Efficacy of targeted drugs in germ cell cancer cell lines with differential cisplatin sensitivity

Testicular germ cell tumors (TGCTs) are the most common malignancies in men between the age of 15 and 35. Although cisplatin-based chemotherapy is highly effective in advanced disease, approximately 20% of patients have an unfavorable prognosis due to primary or acquired cisplatin resistance. For these patients, new therapeutic options are urgently needed. In numerous tumor entities, combinations of monoclonal antibodies or kinase inhibitors with chemotherapy exerted promising preclinical or clinical results, which have led to new treatment concepts. This prompted us to investigate the activity of different targeted agents alone or in combination with cisplatin in a panel of TGCT cell lines. Methods The in vitro activity of kinase inhibitors targeting mTOR (RAD001), EGFR, HER2/neu, VEGFR (AEE788) and IGF-1R (AEW541) alone or in combination with cisplatin was tested in the cisplatin sensitive TGCT cell lines H12.1 and GCT72 as well as in the resistant cell lines H12.1RA, H12.1D, 1411HP and 1777NRpmet using the sulforhodamin-B-(SRB)-cytotoxicity- assay. To evaluate the activity of the kinase inhibitors, western blot analysis of the targeted receptors and their phosphorylated state was performed before and after exposure to each substance. Results The different kinase inhibitors demonstrated significant cell growth inhibition in both cisplatin sensitive and resistant cell lines. The examined cell lines showed different protein expression levels of the targeted receptors. However there was no correlation between the targeted receptor expression and phosphorylation level and the antiproliferative effect of the respective agent.
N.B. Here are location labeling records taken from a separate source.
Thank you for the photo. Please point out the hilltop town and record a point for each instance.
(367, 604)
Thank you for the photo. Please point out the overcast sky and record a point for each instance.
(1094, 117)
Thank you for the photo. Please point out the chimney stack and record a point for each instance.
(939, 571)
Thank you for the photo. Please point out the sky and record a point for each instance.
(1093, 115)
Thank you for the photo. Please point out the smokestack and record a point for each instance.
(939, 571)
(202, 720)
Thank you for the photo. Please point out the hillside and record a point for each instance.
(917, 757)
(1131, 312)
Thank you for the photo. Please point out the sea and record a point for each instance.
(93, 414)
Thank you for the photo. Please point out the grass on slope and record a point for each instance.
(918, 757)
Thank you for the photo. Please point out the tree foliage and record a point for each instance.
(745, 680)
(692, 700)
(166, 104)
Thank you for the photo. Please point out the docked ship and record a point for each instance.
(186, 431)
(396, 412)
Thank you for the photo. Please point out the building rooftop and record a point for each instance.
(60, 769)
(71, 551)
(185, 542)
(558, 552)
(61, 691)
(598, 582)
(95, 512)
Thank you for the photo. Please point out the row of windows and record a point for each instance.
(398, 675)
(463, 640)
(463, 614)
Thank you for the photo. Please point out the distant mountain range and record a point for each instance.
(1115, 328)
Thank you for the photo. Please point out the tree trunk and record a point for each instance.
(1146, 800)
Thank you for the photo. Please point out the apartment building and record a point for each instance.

Furthermore, the combination of cisplatin and the kinase inhibitors exerted both additive and antagonistic effects in the studied cell lines. Conclusion Our data suggest potential activity of the investigated kinase inhibitors in both cisplatin sensitive and resistant TGCT cell lines as a single agent. However, when combined with cisplatin they did not demonstrate any promising ability to overcome cisplatin resistance in TGCTs.